Seine politische Unabhängigkeit von Großbritannien erlangte Sierra Leone erst 1961, die politische Instabilität erlebte ihren Höhepunkt in dem grausamen, zwölf Jahre dauernden Bürgerkrieg, in dem Kindersoldaten eine traurige Berühmtheit erlangten. Heute leckt das Land seine Wunden, die durchschnittliche Lebenserwartung zählt ebenso wie die wirtschaftliche Entwicklung zu den niedrigsten der Welt.

Wie die Einwohner Sierra Leones mit den erlittenen Traumata umgehen, hat Shelby Carpenter eineinhalb Jahre lang untersucht. Zwischen 2004 und 2006 lebte sie als Teil der Familie eines angesehenen Anwalts in der Landeshauptstadt Freetown, mit ihr 13 durch den Krieg zu Waisen gewordene Kinder.
Traumata sind nicht individuell heilbar
Gegenüber klassischen Erklärungen von Kriegstraumatisierung und ihrer Behandlung ist Carpenter aufgrund ihrer Erfahrung sehr skeptisch: Trauma als etwas zu verstehen, das das Individuum betrifft und auch individuell durch z.B. Reden behandelt werden muss, ist eine sehr westliche Vorstellung. "In Sierra Leone funktioniert das nicht, hier ist alles viel gemeinschaftlicher. Der Begriff 'Individuum' ist für die Einwohner nicht vorwiegend positiv, sich nur auf ihn zu beziehen, klingt für sie eher verrückt."

Was nicht heißt, dass die Sierra Leoner das Wort nicht anwenden - allerdings anders als intendiert. "Es ist eigenartig. Sie kennen das Wort, es stammt aber aus einer für sie fremden Welt. Wenn sie sagen: 'Ich bin traumatisiert', dann tun sie das, weil sie wissen, dass man dafür Geld von einer Hilfsorganisation bekommt. Trauma ist für sie genauso ein Buzzword wie Kindersoldat", so Carpenter.
Überstülpen westlicher Konzepte
Statt westliche Konzepte überzustülpen sollte man sich lieber auf die vorliegenden Strukturen des Landes beziehen, meint die Anthropologin. Und das betrifft auch den so schwierigen Prozess der Versöhnung. Der von den Vereinten Nationen eingesetzte Sondergerichtshof war z.B. ein Schritt in die falsche Richtung.
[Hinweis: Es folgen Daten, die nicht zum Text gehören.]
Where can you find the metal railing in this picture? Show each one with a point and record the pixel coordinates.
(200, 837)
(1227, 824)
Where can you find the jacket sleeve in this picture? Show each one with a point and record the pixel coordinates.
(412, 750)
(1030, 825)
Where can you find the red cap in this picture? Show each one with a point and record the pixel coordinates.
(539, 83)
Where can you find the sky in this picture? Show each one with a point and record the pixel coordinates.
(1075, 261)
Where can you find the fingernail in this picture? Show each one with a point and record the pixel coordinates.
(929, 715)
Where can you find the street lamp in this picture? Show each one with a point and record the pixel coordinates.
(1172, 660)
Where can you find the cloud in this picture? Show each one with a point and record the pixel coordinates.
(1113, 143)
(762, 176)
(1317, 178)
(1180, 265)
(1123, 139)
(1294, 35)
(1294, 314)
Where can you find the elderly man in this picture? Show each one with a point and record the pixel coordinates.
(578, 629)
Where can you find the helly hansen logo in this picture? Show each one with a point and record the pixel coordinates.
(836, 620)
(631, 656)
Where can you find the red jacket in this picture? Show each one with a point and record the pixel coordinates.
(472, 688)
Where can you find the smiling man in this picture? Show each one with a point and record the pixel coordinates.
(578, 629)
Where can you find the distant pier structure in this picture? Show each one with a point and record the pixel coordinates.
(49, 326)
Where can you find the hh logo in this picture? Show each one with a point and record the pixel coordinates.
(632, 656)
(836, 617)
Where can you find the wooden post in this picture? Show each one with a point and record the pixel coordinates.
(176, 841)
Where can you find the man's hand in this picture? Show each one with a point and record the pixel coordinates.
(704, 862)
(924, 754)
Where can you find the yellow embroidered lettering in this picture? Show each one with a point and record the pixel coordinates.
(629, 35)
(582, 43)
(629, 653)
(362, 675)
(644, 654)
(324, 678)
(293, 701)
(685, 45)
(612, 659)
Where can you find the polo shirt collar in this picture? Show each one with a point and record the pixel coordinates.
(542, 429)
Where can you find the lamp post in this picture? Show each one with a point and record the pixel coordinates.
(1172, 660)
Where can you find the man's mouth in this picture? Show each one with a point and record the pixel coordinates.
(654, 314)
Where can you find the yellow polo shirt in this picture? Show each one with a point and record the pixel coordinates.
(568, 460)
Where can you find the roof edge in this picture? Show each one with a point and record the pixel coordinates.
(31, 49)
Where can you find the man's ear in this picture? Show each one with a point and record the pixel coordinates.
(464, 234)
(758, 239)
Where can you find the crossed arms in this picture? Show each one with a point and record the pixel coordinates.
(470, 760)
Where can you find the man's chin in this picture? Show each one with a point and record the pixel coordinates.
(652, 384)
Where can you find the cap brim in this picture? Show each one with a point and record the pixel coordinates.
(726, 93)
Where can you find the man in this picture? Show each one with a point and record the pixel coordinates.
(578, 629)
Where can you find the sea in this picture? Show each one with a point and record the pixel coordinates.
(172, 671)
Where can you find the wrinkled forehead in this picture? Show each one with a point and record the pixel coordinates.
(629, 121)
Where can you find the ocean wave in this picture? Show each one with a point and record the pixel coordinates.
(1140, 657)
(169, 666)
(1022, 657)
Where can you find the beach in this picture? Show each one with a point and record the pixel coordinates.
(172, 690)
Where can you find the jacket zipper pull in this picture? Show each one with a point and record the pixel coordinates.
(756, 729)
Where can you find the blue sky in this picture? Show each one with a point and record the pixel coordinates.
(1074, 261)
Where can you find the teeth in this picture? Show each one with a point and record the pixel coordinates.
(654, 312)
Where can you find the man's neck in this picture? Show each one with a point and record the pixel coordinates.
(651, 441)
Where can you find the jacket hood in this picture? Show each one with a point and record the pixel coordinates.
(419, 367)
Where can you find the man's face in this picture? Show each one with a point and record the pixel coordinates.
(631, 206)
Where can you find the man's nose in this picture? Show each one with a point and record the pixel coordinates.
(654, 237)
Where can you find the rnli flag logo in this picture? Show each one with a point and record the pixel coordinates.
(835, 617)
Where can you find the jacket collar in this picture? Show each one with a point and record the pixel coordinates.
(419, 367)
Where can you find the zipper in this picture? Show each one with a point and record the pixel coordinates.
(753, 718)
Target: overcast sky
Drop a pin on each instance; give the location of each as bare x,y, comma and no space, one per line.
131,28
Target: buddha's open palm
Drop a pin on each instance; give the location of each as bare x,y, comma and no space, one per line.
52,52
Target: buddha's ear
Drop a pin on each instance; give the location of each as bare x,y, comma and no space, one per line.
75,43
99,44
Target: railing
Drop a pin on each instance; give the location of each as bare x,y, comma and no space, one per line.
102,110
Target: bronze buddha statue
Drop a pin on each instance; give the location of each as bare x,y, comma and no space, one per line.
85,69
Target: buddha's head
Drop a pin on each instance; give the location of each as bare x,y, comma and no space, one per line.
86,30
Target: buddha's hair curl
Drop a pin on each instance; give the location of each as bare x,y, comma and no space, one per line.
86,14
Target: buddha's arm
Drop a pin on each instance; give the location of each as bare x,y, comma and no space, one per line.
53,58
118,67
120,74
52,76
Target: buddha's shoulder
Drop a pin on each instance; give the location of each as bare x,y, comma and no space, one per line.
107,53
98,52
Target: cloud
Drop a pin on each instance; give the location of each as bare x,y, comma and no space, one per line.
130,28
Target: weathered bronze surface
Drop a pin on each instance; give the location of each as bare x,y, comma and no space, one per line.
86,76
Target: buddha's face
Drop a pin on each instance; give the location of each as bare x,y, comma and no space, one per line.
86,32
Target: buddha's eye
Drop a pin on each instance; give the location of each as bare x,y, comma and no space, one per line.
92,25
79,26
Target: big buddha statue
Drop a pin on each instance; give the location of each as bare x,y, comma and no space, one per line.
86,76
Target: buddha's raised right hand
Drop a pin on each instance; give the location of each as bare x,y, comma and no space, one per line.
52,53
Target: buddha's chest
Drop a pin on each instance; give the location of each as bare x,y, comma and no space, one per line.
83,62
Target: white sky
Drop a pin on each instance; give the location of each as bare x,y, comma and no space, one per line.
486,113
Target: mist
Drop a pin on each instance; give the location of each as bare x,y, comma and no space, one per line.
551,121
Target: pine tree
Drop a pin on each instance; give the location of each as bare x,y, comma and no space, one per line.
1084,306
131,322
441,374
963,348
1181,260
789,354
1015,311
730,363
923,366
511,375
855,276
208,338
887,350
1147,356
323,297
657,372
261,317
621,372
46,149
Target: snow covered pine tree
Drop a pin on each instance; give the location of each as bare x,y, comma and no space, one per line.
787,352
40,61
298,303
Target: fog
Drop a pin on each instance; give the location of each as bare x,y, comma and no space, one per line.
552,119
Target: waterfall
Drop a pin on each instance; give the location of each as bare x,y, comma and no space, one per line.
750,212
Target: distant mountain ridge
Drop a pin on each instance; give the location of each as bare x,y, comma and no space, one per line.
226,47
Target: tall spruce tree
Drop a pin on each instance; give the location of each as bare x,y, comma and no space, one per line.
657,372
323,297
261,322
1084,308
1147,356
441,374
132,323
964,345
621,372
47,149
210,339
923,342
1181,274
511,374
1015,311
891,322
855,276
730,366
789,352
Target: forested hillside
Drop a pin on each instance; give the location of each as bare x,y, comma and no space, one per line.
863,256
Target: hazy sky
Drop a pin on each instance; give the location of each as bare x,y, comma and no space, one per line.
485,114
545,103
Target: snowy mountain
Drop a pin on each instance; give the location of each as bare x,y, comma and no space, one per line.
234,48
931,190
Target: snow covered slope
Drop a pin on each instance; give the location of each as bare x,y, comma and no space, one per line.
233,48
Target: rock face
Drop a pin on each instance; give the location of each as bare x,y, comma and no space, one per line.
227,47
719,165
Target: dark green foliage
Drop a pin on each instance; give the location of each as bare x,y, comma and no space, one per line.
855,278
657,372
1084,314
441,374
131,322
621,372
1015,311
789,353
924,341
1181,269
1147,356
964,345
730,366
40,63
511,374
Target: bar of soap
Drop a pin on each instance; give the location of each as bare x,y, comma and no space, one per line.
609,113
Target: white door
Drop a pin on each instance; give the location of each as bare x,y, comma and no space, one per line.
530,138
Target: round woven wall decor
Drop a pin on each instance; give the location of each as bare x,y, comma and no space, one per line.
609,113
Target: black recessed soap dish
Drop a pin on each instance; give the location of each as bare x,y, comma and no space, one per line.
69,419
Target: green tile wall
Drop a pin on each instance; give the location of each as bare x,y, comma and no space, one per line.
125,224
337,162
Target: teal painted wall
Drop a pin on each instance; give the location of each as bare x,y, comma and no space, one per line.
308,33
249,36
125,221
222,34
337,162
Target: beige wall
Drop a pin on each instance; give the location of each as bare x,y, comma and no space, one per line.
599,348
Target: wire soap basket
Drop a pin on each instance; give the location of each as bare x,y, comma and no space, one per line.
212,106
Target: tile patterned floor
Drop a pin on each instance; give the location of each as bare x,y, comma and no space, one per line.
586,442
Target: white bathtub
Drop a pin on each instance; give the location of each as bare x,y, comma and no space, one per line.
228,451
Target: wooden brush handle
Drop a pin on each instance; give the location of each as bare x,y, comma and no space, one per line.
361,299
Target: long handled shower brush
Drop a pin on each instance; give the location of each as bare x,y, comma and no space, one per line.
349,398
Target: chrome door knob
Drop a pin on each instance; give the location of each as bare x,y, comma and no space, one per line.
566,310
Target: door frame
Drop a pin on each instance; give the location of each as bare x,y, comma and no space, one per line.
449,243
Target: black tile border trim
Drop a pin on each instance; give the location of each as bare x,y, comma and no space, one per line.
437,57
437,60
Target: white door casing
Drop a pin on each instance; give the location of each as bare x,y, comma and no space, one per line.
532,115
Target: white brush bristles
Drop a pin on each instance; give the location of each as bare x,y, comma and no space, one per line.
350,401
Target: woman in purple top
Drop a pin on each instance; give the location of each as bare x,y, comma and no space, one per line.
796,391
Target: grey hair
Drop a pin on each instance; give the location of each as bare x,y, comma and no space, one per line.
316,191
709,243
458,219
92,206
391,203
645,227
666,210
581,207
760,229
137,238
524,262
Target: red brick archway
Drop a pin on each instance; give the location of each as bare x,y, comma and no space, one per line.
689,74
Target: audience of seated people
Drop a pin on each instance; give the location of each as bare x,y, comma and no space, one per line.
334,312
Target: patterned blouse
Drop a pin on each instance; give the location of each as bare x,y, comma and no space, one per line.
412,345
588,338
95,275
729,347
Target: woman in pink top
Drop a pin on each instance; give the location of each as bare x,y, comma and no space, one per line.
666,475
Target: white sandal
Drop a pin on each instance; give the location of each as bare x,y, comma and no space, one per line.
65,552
"Er wurde eröffnet, damit Menschen hingehen und ihre Geschichten erzählen. Das hat aber niemanden interessiert, dem künstlich eingesetzten Gericht wurde nicht vertraut. Die Menschen wollten nichts mehr hören von den Gräueltaten, sie waren ja ohnehin dabei, stattdessen wollten sie lieber vergessen und nach vorne schauen", berichtet Carpenter.

Viel wichtiger als die Behandlung von "posttraumatischen Belastungsstörungen", wie es die westliche Medizin vorsieht, sei in Sierra Leone heute die Frage von Vertrauen und Misstrauen. "Hier sind die traditionellen Netzwerke des Vertrauens erschüttert. Der Staat ist schwach, seine Politiker korrupt. NGO's und Vereinte Nationen verteilen zwar Geld, aber die Resultate kann man nicht sehen - es gibt kaum reparierte Straßen oder Schulen", so Carpenter. In einer solchen Situation sollte man auf andere, informelle Netzwerke zurückgreifen.
Geheime Jagdgesellschaften
Solche stellen die "Creole (Krio) Hunting Societies" dar, die Carpenter während ihres Aufenthalts in Sierra Leone untersucht hat. Dabei handelt es sich um geheime Jagdgesellschaften in Städten, für die es in westlichen Gesellschaften wenig Vergleiche gibt, am ehesten könnte man sagen, dass sie wie Freimaurerlogen funktionieren.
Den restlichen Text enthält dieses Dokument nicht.